Sicily Defeat Does Not Bode Well for Italy’s Center-Left

The left is divided, the right is united and the populist Five Star Movement remains strong.

Then-Prime Minister Matteo Renzi of Italy answers questions from reporters in Modena, September 17, 2015
Then-Prime Minister Matteo Renzi of Italy answers questions from reporters in Modena, September 17, 2015 (Palazzo Chigi)

Italy’s ruling center-left Democratic Party was defeated in regional elections on Sicily this weekend, going down from 30 to 18 percent support.

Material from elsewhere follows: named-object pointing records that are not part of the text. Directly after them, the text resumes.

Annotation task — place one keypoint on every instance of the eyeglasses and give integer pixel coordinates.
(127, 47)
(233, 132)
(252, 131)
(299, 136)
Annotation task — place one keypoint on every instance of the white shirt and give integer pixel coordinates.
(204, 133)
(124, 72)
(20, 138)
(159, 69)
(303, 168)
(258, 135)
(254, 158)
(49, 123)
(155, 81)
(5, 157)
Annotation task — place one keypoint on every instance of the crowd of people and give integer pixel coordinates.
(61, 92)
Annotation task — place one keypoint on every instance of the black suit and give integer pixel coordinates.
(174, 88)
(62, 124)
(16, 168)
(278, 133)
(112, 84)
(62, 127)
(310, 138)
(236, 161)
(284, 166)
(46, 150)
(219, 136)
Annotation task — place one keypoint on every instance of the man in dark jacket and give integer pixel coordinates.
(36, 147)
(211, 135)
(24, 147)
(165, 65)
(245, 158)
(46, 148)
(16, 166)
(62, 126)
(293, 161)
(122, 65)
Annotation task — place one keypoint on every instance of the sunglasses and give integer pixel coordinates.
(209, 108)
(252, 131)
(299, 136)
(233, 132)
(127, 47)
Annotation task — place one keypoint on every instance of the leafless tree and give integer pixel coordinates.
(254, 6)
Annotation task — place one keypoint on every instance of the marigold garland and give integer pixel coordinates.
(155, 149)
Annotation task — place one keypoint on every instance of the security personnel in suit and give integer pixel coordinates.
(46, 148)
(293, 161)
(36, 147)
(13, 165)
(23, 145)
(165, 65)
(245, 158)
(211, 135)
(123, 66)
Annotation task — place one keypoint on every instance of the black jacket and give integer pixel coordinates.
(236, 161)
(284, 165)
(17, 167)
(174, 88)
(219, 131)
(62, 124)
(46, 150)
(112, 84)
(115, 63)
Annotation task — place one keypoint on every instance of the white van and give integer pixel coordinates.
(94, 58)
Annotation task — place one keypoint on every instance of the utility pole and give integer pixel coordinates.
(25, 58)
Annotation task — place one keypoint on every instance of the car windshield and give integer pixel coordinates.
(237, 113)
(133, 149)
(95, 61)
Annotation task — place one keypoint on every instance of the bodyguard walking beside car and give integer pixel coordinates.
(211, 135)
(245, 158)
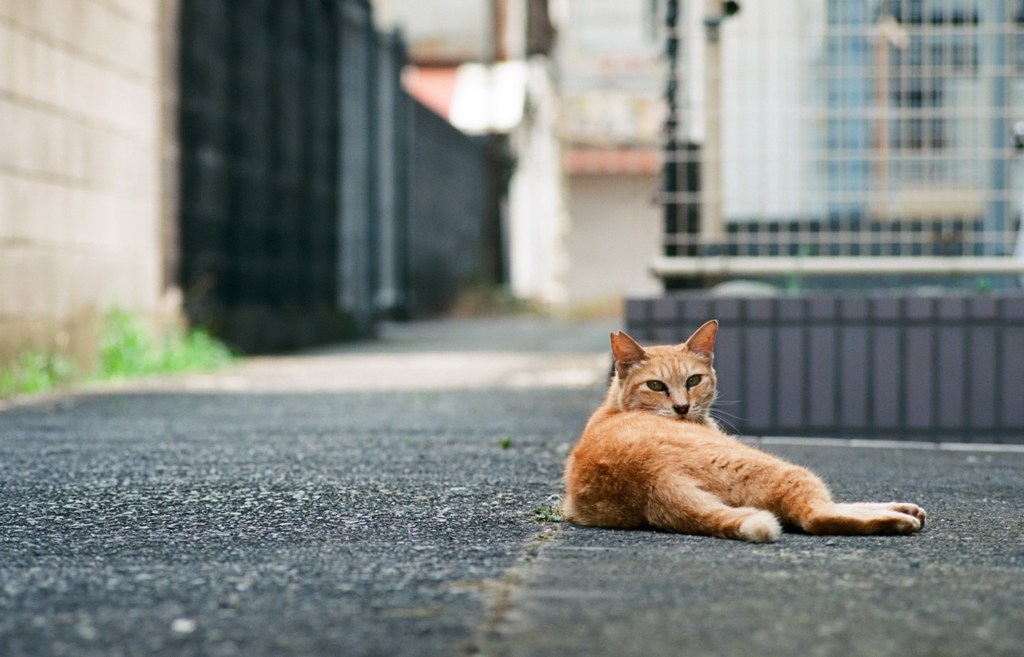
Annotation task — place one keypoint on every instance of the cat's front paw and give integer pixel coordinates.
(760, 527)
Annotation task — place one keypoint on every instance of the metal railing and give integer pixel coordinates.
(836, 138)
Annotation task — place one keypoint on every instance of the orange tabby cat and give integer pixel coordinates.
(652, 456)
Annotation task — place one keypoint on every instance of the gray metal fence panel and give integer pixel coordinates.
(888, 366)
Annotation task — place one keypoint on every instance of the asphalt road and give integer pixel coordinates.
(358, 502)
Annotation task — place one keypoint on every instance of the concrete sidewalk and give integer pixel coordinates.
(379, 499)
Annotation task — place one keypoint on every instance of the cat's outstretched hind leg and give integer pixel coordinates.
(688, 510)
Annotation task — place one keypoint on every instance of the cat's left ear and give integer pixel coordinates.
(627, 353)
(702, 341)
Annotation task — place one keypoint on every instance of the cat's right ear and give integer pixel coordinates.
(627, 352)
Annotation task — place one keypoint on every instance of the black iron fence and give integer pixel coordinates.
(303, 167)
(946, 367)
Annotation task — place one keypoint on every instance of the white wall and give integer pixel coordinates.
(615, 230)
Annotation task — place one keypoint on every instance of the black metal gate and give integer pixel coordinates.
(281, 215)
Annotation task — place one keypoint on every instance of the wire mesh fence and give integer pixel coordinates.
(881, 129)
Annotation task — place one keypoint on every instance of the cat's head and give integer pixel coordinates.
(675, 382)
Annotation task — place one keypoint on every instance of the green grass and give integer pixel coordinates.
(127, 349)
(548, 514)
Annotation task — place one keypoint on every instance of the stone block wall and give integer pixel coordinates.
(83, 187)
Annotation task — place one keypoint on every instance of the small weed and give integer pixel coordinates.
(548, 514)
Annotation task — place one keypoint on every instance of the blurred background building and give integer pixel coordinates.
(828, 128)
(87, 204)
(290, 173)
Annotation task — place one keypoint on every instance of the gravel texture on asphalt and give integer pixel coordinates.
(397, 518)
(268, 524)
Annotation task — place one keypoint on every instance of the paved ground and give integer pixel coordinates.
(379, 499)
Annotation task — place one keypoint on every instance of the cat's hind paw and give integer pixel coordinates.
(760, 527)
(903, 508)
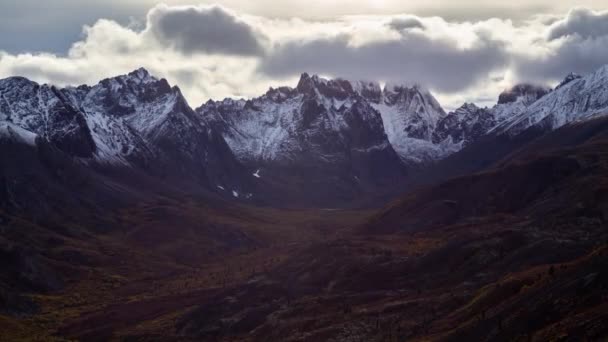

The party suffered from the same three problems locally as it does nationally:

  1. The left is divided. The purist Democrats and Progressives, who split from Democrats in February, claimed between 6 and 10 percent support.
  2. The right is united. Sicily’s Nello Musumeci was backed by former prime minister Silvio Berlusconi’s Forza Italia and the national-conservative Brothers of Italy.
  3. The populist Five Star Movement appeals to voters who are disillusioned in the old parties. Its support on Sicily went up from 18 percent in 2012 to 35 percent.

National polls

The Democrats and Five Stars are neck and neck in polls for the next parliamentary elections. Each would get around a third of the votes.

Right-wing parties, including the Northern League, would split the remainder.

That means only a grand coalition between Berlusconi’s party and the Democrats or an anti-establishment, Euroskeptic pact between the Five Star Movement and the Northern League could get a majority.